En outre, le groupe avait utilisé des méthodes de financement inhabituelles, un signe que l’accès aux ressources traditionnelles (banques, obligations) était difficile. Ainsi, Carillion avait émis en janvier 2017 des obligations Schuldschein pour 112 millions de livres, un marché qui requiert moins d’informations financières publiques. Il avait également eu recours à l’affacturage inversé (reverse factoring) : moyennant une commission, les banques payent les fournisseurs et permettent à Carillion de les rembourser plus tard.

Enfin, un des contrats les plus problématiques était la construction de l’hôpital universitaire de Liverpool Royal. Le projet a été retardé notamment après que de l’amiante a été retrouvée. Alors que l’hôpital était supposé être achevé en mars 2017, il est toujours inachevé. C’était une des questions centrales de l’avertissement sur les bénéfices de juillet 2017.

Des conséquences potentiellement désastreuses pour l’économie britannique

La faillite laisse éventuellement sur le carreau 43 000 salariés. Le gouvernement a demandé aux employés de Carillion travaillant dans les services publics (externalisés auprès de l’entreprise) de poursuivre leur activité, leur assurant qu’ils seront payés (les autres ne seront payés que pendant 48 heures), le temps de mettre en place des solutions pérennes (autre contractant ou reprise de la gestion en direct). Tout ceci, sans compter les 33 000 salariés des sous-traitants dont certains ont commencé à licencier pour faire face à leurs propres difficultés, faisant peser le risque de défaillances en chaîne.

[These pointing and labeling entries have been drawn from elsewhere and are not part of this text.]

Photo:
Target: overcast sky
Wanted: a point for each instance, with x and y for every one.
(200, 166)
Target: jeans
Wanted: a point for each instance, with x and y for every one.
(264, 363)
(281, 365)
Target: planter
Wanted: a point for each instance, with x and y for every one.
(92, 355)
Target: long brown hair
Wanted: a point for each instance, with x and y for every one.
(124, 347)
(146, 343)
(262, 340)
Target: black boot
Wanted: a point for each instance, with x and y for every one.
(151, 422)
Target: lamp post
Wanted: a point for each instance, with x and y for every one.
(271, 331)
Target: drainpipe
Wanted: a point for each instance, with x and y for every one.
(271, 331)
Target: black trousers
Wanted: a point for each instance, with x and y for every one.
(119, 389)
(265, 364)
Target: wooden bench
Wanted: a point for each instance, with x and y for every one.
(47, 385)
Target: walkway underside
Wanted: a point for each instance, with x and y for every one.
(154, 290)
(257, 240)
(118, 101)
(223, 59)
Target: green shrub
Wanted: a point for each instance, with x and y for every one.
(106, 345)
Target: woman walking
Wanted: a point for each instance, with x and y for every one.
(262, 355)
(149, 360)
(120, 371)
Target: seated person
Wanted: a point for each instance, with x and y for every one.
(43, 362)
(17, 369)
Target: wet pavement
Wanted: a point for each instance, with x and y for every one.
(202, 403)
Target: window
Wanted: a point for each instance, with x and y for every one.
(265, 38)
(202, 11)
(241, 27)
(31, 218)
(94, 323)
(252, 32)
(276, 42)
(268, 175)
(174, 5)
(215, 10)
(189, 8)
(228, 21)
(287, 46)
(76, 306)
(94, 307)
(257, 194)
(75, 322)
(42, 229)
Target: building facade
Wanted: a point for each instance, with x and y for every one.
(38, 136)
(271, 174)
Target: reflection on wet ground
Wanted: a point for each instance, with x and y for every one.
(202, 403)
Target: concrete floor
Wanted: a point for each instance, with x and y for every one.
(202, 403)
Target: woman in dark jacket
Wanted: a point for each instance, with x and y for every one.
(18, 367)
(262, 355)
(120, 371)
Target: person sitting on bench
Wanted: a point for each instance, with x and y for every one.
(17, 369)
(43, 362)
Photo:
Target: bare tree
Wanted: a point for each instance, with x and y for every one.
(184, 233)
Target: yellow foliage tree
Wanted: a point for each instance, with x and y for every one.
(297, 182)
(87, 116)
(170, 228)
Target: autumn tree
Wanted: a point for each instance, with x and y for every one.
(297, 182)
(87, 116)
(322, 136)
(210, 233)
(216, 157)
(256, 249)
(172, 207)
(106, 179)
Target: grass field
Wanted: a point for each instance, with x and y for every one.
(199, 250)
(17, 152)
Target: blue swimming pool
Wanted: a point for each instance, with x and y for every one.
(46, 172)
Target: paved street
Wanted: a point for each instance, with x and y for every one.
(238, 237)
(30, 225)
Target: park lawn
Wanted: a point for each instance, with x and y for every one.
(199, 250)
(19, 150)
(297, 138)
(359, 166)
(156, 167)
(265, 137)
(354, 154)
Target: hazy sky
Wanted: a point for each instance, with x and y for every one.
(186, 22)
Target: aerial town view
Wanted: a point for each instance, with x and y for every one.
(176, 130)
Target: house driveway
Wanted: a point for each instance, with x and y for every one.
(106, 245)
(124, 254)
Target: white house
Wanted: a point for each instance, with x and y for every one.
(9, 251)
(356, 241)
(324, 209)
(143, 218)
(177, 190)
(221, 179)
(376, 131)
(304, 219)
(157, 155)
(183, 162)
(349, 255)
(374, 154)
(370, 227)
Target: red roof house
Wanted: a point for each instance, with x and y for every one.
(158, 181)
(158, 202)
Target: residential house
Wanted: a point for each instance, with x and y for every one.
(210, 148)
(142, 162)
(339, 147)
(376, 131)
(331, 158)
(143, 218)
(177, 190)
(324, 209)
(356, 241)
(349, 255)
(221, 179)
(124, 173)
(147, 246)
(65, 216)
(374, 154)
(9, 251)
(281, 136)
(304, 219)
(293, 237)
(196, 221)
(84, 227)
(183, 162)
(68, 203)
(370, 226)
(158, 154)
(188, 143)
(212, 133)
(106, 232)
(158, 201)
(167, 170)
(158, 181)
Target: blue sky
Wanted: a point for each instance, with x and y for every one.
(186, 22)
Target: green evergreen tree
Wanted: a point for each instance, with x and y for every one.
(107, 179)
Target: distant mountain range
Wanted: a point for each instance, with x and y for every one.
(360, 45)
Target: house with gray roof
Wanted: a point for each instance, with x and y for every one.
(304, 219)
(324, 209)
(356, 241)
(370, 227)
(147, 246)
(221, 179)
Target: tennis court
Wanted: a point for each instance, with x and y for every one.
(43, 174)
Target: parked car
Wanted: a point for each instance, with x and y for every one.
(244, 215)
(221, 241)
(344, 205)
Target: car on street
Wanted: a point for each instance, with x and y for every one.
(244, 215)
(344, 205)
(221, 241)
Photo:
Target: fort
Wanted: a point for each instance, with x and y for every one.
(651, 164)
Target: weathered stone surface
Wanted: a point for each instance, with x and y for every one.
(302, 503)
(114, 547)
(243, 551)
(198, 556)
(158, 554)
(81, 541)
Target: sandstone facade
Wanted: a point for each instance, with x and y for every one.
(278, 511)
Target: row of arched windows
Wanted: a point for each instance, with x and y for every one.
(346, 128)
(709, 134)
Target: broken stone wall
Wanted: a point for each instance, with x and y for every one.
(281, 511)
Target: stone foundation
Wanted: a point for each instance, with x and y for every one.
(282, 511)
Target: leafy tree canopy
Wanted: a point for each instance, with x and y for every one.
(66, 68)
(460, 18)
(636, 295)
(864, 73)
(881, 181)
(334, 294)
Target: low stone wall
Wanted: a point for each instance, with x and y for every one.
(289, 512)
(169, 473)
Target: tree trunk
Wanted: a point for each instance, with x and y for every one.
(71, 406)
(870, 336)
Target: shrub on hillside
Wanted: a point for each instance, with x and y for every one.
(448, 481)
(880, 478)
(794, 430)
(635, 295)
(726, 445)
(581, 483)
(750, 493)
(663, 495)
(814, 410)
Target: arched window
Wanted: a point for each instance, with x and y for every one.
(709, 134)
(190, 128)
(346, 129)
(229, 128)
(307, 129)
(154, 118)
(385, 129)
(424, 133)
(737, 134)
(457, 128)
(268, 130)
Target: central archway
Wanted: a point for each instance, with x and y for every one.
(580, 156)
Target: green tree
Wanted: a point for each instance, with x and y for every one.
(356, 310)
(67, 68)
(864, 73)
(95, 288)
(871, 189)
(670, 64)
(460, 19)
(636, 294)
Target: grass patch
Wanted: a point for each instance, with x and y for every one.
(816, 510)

Treize banques britanniques seraient exposées à 1,6 milliards de livres, qu’elles ont commencé à provisionner tandis que des gestionnaires d’actifs comme BlackRock, n°1 mondial, ont enregistré de grosses pertes.

Des chantiers importants sont arrêtés et des solutions vont devoir être trouvées pour poursuivre les constructions comme dans le cas de la LGV Londres-Birmingham, pour laquelle le gouvernement a confirmé qu’elle se ferait avec les autres membres du consortium dont les français Bouygues, Eiffage et Vinci.

Cette faillite fragilise également les politiques de partenariat public-privé et de délégation de services publics au secteur privé, extensivement mises en œuvre au Royaume-Uni. D’intenses critiques sont adressées au gouvernement conservateur, tant par l’opposition travailliste que par les syndicats. Le gouvernement a annoncé que des enquêtes seraient initiées pour comprendre rapidement les raisons de cet effondrement, et tenter d’identifier d’éventuelles irrégularités dans le contrôle des comptes de Carillion avant juillet 2017. Celles-ci pourraient mettre en cause KPMG, qui avait validé les comptes 2016, ainsi que les dirigeants de l’entreprise.